Organisation für Sicherheit und Zusammenarbeit in Europa (OSZE)

Wirtschaftskrise und Militärausgaben

Auch die im Zuge des Nahostkriegs 1973 eintretende Energie- und die damit einhergehende Wirtschaftskrise trug zur Schwächung des militärischen Potentials der NATO bei, nämlich . Einige der Partner konnten der Versuchung nicht widerstehen, die damit verbundenen leeren Kassen durch eine Reduzierung des militärischen Engagements zu entlasten.

Die militärstrategische Lage der Allianz zu Beginn der siebziger Jahre war geprägt von der Tatsache, dass die Sowjetunion in der nuklearstrategischen Rüstung mit den USA gleichgezogen hatte, bei Fortbestehen ihrer konventionellen überlegenheit in Europa.

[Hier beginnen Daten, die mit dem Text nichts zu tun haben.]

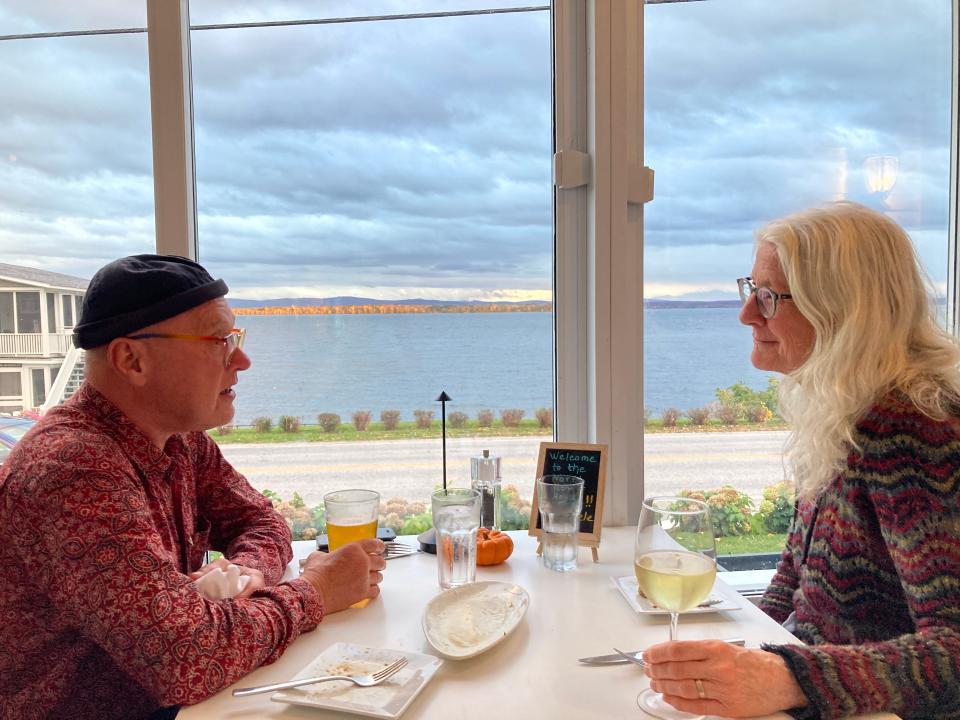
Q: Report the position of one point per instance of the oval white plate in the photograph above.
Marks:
(463, 622)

Die Fähigkeit einer mutual assured destruction der beiden Großmächte ließen zwar einen allgemeinen Nuklearkrieg unter Einschluss des gesamten nuklearstrategischen Waffenarsenals nahezu ausgeschlossen erscheinen, reduzierten jedoch auch die Bereitschaft der USA zum Einsatz von Atomwaffen bei einem konventionellen Krieg in Europa wegen deren befürchteten Eskalationswirkung noch weiter.

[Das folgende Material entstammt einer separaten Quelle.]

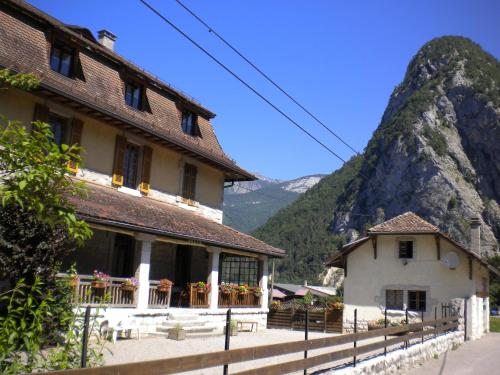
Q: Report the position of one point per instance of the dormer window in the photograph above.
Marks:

Der Ausweg aus diesem Dilemma konnte daher, - abgesehen von den erwähnten Bemühungen um eine Entspannung und Abrüstung -, auf militärischem Gebiet nur lauten: Drastische Erhöhung der Fähigkeit der NATO, einem konventionellen Angriff des Warschauer Paktes auch konventionell, unabhängig von Umfang und Dauer des Krieges, begegnen zu können. Die Möglichkeit der NATO-Staaten, diese durchaus logische Konsequenz zu ziehen, stieß jedoch an eine entscheidende Barriere: Die finanziellen Möglichkeiten selbst der wirtschaftlich potentesten Staaten, und hierzu zählte ohne Zweifel die Bundesrepublik, waren beschränkt und konnten ohnen einen verhängnisvollen Abbau der sozialen Errungenschaften nicht uferlos für Rüstungsvorhaben herangezogen werden. Deshalb ging die rüstungspolitische Tendenz der NATO in den siebziger Jahren dahin, durch

  • Standardisierung von Wehrmaterial innerhalb des Bündnisses,
  • durch Rationalisierung der vorhandenen Streitkräfte und
  • durch die Entwicklung technisch überlegener neuer Waffensysteme

das konventionelle übergewicht des Warschauer Paktes einigermaßen zu kompensieren.Auch die Bundesrepublik hat diesen Weg eingeschlagen, und mit einer neuen Heeresstruktur und die multilaterale Entwicklung neuer, technisch überlegener Waffensysteme (MRCA und Kampfpanzer Leopard II) seinen Beitrag zur Stärkung der konventionellen Kräfte der NATO geleistet.